TeenNick replaced the show with Rocko's Modern Life on September 5, 2011. The series returned to The '90s Are All That from September 26, 2011, to October 6, 2011, when the show was replaced with Hey Dude. It then returned to TeenNick on December 31, 2011, with the airing of the series finale at a special timeslot, 11:00 p.m., to celebrate the end of 2011, and aired on the block again at 1:00am on January 1, 2012, with the airing of the series premiere to celebrate the beginning of 2012. The show aired on The '90s Are All That in a marathon on the night of December 30, 2012, and then a marathon every night from January 21, 2013, to January 27, 2013. On October 6, 2015, the show returned to the block, now known as The Splat. In 2019, the show is being rerun during the overnight hours on the Nick Pluto TV channel. The show aired in reruns on the NickRewind block from March 23, 2020, to April 19, 2020.

==Home video releases==
From 1994 to 95, a number of VHS tapes were released through Sony Wonder each containing 2 or 3 episodes alongside other Nickelodeon shows, usually centered around a certain theme such as school, dating, or sibling rivalry. The final VHS release released on March 21, 1995 was the final time that Hart and Zimbler portrayed their respective characters, Clarissa and Ferguson, on screen together.

In May 2005, the show's first season was released on DVD as part of the Nickelodeon Rewind Collection by Viacom's corporate subsidiary, Paramount Pictures. The second season was scheduled to be released a few months later, but it was pulled from Paramount Pictures' release schedule. To this date, there are no plans to release the series further on DVD.

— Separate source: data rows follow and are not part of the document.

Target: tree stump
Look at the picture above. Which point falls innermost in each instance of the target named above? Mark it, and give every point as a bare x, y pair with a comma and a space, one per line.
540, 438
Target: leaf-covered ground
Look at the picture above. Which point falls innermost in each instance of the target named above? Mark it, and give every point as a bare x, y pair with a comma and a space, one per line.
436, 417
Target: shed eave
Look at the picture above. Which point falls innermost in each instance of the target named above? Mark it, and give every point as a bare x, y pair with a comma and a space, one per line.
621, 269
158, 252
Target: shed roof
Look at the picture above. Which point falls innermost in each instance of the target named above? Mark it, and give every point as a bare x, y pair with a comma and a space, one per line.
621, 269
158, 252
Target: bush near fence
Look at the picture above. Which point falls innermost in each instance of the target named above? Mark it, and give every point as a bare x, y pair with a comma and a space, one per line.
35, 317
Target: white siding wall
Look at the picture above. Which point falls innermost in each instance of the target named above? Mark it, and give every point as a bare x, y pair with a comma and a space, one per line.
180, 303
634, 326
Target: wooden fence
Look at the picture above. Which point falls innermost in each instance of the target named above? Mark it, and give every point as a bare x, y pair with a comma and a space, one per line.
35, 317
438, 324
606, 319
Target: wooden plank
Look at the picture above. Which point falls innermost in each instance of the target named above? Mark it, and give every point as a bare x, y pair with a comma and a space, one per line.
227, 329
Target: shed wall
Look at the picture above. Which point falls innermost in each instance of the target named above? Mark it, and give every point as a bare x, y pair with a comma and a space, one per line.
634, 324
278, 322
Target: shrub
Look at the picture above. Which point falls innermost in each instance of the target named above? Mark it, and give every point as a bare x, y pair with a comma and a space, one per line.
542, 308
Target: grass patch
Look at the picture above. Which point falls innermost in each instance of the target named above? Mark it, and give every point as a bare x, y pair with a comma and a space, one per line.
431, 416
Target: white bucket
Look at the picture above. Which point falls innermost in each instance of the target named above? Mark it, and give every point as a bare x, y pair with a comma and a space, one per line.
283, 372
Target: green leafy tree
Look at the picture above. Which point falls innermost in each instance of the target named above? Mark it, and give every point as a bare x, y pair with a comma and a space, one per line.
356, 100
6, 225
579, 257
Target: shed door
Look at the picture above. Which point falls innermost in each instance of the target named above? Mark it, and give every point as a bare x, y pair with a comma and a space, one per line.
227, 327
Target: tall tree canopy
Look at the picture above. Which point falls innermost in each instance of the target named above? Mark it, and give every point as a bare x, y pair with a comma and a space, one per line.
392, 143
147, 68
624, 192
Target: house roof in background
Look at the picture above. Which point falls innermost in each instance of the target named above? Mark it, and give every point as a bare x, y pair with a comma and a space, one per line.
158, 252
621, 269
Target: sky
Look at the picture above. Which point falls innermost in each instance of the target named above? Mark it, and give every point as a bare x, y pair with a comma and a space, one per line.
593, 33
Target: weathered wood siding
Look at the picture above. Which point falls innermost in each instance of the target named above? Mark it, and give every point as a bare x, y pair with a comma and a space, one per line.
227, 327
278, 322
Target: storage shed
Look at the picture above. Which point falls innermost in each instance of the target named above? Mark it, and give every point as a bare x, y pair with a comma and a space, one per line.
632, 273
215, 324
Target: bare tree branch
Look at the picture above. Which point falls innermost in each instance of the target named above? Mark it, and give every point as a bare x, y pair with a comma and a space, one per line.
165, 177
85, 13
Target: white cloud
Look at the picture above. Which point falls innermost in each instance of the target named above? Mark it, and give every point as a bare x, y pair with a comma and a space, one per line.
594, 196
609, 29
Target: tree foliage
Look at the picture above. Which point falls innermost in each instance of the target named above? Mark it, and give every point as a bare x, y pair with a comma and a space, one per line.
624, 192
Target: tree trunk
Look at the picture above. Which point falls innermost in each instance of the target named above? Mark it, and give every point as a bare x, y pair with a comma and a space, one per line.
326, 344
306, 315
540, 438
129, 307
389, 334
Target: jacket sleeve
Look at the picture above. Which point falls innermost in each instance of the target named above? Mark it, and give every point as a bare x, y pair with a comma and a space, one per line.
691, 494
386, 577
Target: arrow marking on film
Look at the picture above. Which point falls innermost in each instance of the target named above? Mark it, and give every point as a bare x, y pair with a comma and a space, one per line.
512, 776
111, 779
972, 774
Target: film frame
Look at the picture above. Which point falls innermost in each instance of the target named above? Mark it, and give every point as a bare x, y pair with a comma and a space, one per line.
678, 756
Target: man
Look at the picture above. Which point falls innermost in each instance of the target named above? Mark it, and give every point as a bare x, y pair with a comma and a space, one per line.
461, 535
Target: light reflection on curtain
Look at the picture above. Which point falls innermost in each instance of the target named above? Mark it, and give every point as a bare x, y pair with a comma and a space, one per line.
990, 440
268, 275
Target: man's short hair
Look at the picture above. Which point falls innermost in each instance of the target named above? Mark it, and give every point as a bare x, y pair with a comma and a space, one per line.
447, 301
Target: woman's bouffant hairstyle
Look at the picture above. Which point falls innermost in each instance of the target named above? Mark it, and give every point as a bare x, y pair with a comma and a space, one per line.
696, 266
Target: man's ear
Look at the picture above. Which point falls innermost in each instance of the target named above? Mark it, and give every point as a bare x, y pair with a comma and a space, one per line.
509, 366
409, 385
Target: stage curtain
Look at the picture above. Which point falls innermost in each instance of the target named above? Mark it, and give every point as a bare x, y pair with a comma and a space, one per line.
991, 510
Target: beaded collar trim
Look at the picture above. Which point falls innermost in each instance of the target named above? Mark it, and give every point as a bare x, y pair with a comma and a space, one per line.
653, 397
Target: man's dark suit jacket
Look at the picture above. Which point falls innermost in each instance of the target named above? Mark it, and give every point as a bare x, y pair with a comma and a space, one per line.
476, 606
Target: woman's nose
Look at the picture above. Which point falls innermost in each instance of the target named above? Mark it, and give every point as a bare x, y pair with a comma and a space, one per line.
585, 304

Season one is also available on iTunes, Xbox Live, and the PlayStation Store. Various episodes from the five seasons of the series are also available on Paramount+.

==Awards==
In 1994, the series was nominated for an Emmy Award for Outstanding Children's Program. In addition, Hart, O'Neal, and Zimbler also received multiple Young Artist Award nominations. Hart won three competitive Young Artist Awards during the show's original run, as well as receiving the association's honorary Former Child Star Award in 2013 for her role as Clarissa.

== Reboot ==
In March 2018, The Hollywood Reporter said a reboot of the show was "in early development" at Nickelodeon. Hart was reportedly to reprise her role as the title character, who would now be a mother. Hart was also to serve as executive producer on the series alongside original series creator Kriegman, who was in talks to return as a writer. The reports were not confirmed by any of the participants.

In March 2022, Hart revealed that the reboot was not moving forward at Nickelodeon.

==In popular culture==

- The New York electropunk group Mindless Self Indulgence referred to the show in the song "Clarissa" from their 2000 album Frankenstein Girls Will Seem Strangely Sexy.
- In the TV show Melissa & Joey, which also stars Melissa Joan Hart, the character Lennox has a blog titled "Lennox Explains It All", a nod to the show.
- The show has been featured in an online meme-based campaign to bring attention to racism, called "Clarissa Explains White Supremacy".
- In 2015, show creator Mitchell Kriegman wrote a novel, Things I Can't Explain: A Clarissa Novel, described as a "re-imagining" of the show.